Stay off thawing bodies of water, warn fire chiefs
The Standard
 

Walking onto bodies of water that are currently thawing as a result of warmer weather is a terrible idea, Welland and Port Colborne's fire chiefs are both saying.

"We're always worried about ice conditions this time of year," said Tom Cartwright, the head of Port Colborne's fire department in an interview on Friday.

People need to realize how dangerous it is, but unfortunately – people still feel adventurous as ice on the Welland Canal and Lake Erie starts to melt, according to Cartwright.

"There's always people who want to tempt fate," he said.

Taking a short cut home, and trying to get in one last day of ice fishing are common reasons why people take that chance – but one instance that seems to occur regularly is people panicking when their dog ends up bolting out onto the softening ice. Don't try to save your dog if it wanders onto the canal or lake, especially if it penetrates through into the water, warns Cartwright.

"If your animal falls through the ice, call 911 – and hopefully we can get there in time," he said.

The problem only gets worse if someone gets adventurous and breaks into the lake or recreational canal, he continued.

"Once you fall through the ice into the cold water, it doesn't take long for hypothermia to set in," said Cartwright, adding this results in people becoming less mobile with an inability to stay afloat.

Moving water caused by high winds, large amounts of precipitation and rising temperatures are all recent factors people need to consider, he explained.

"All of that adds to poor ice conditions. Our caution to people is to not go on the ice," he said.

Welland Fire Chief Brian Kennedy said his department uses the motto "no ice is safe ice," especially this time of year.

"You never know what's underneath and how thick it is," said Kennedy, also adding there are several spots along the canal that have plenty of open water.

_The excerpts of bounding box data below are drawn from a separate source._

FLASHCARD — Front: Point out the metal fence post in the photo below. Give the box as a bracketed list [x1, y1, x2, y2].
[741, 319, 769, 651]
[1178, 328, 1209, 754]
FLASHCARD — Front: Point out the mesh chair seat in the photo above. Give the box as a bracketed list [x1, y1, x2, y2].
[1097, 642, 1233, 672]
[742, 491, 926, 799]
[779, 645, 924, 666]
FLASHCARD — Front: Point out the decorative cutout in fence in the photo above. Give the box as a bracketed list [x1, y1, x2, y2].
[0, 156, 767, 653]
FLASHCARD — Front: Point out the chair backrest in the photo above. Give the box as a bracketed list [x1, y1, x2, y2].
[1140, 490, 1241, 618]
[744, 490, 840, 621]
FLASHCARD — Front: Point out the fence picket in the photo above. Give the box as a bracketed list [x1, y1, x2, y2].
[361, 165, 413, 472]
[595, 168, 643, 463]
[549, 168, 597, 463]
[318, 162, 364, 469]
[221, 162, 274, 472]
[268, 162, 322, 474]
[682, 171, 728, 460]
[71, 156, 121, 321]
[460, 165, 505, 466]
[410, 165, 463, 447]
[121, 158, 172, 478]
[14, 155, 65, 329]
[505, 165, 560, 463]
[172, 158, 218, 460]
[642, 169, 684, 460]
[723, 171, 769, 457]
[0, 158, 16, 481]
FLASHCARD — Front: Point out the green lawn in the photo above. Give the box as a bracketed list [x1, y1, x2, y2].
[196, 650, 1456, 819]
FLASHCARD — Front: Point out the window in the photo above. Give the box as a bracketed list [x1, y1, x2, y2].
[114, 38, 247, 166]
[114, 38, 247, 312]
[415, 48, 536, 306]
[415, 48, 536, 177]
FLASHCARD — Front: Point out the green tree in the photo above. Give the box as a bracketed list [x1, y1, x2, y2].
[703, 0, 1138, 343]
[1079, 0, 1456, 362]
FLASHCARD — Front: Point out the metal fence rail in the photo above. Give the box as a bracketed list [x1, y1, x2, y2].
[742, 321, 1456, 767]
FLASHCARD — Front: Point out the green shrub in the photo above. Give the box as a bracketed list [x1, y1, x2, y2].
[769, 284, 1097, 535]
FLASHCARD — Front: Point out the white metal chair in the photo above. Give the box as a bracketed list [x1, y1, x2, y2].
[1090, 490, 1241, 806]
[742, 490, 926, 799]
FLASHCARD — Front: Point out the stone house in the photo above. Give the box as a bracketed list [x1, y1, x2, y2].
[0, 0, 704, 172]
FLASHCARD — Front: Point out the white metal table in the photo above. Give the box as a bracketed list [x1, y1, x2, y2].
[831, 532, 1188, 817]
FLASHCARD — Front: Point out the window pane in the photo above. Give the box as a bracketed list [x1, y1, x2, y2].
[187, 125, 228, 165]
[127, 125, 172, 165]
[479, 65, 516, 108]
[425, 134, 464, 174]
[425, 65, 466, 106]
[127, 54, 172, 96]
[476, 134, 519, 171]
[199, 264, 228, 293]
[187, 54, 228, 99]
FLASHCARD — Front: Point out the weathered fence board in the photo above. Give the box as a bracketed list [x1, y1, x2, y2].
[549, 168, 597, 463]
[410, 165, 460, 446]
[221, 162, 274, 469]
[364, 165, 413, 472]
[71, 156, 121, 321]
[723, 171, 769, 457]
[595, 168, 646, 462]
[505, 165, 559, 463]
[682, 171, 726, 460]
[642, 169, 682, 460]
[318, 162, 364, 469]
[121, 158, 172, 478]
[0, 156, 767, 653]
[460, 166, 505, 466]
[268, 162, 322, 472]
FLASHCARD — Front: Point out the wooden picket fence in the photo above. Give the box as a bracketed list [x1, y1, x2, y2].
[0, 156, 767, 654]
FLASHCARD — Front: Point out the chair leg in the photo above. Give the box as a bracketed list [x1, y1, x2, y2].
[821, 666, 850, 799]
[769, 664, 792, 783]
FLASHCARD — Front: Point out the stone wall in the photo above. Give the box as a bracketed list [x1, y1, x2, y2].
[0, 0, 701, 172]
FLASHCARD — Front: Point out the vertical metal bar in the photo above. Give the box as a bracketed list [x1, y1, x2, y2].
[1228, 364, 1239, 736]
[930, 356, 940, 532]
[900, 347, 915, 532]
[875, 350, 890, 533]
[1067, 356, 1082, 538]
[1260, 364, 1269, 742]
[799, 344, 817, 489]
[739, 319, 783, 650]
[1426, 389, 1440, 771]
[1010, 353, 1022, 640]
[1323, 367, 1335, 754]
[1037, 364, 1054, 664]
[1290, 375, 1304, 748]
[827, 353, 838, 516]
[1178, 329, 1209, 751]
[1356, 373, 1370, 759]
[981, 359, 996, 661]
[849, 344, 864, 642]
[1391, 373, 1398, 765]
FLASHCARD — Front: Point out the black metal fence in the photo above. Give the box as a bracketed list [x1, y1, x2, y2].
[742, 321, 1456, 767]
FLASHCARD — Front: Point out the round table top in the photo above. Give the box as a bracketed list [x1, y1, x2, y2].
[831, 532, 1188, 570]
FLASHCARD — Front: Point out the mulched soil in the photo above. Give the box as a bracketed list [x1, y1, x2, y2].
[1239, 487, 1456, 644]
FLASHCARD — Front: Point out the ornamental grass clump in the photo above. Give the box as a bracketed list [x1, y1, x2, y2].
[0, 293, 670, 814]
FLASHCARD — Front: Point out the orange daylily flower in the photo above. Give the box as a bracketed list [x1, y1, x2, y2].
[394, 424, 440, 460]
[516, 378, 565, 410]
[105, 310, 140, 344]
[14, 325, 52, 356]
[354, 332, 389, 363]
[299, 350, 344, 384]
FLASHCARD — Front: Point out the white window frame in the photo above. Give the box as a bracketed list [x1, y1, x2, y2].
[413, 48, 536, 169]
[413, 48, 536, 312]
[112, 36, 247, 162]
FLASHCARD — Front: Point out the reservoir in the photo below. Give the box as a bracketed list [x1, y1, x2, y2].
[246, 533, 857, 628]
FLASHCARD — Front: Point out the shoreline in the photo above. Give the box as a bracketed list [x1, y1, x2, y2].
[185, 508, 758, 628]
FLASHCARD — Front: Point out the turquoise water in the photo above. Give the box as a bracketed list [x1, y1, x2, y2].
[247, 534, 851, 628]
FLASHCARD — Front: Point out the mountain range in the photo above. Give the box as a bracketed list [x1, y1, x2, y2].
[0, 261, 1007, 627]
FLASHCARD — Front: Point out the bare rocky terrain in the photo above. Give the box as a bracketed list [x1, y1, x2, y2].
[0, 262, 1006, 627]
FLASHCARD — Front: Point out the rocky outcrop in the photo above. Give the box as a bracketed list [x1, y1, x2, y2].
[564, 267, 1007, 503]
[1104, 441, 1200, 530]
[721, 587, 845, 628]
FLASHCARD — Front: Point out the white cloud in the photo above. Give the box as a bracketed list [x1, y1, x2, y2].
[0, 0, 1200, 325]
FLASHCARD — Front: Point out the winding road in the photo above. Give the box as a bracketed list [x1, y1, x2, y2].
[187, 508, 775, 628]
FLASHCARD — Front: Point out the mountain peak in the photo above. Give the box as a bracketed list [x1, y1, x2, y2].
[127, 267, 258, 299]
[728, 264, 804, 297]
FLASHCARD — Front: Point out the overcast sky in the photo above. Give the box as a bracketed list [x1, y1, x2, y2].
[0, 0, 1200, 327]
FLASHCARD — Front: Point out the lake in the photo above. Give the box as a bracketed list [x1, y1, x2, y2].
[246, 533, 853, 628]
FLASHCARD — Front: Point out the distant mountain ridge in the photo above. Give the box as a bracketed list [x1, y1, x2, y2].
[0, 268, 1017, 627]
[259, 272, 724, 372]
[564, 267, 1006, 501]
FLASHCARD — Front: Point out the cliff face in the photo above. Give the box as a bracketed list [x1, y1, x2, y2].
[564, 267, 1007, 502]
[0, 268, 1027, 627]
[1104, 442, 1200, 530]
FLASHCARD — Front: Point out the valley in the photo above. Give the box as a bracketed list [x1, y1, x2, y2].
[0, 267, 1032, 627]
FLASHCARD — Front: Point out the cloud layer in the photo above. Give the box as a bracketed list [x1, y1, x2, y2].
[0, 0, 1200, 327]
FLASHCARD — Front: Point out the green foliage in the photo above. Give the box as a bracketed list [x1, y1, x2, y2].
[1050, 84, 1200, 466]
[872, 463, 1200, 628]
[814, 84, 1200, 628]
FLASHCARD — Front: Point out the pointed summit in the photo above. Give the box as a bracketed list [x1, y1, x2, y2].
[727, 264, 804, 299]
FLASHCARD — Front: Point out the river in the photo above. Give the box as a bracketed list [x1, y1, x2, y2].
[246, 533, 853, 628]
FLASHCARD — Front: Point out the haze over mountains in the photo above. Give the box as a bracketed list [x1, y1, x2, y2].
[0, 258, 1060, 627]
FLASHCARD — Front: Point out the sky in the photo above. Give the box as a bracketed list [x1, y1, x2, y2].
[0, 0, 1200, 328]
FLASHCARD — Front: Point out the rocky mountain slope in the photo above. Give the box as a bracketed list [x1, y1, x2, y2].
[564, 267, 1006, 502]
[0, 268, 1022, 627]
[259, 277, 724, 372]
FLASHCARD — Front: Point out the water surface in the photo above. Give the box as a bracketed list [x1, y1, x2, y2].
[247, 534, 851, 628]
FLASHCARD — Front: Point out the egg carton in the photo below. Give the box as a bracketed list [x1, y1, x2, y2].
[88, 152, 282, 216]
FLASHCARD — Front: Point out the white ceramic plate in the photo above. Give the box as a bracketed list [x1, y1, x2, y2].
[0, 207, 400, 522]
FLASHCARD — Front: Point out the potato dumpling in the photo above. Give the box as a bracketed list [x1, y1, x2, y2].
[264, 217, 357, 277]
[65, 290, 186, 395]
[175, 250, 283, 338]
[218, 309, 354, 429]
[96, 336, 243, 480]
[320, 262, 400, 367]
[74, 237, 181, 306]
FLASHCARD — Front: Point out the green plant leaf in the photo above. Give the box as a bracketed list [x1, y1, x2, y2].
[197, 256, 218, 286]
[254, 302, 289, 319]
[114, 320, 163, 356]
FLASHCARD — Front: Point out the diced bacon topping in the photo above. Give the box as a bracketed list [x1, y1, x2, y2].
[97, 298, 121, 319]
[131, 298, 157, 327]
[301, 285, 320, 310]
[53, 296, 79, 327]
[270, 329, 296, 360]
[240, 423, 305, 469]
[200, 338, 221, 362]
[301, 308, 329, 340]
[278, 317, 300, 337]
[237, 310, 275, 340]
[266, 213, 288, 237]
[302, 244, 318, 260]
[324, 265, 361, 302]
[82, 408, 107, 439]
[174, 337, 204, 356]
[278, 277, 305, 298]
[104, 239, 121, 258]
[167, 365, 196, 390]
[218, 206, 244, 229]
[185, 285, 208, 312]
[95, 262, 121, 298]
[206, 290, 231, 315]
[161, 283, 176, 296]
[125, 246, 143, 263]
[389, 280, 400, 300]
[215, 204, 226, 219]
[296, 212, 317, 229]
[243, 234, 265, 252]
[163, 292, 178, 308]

"I wouldn't go out there," he said.

Training sessions for firefighters occur regularly on the canal, but don't expect to see emergency crews sitting near the canal to monitor whether people are testing their luck by walking out on the thawing recreational waterway, which is the deepest in the middle – about 25 feet.

"It's not our responsibility to be policing people to keep them off the ice. We hope they use common sense," he said.

On Feb. 18, in the heart of winter, Welland firefighters rescued a Rottweiler from the recreational canal. A woman who attempted to save it before a crew arrived on scene broke through the ice in the process but luckily escaped unharmed.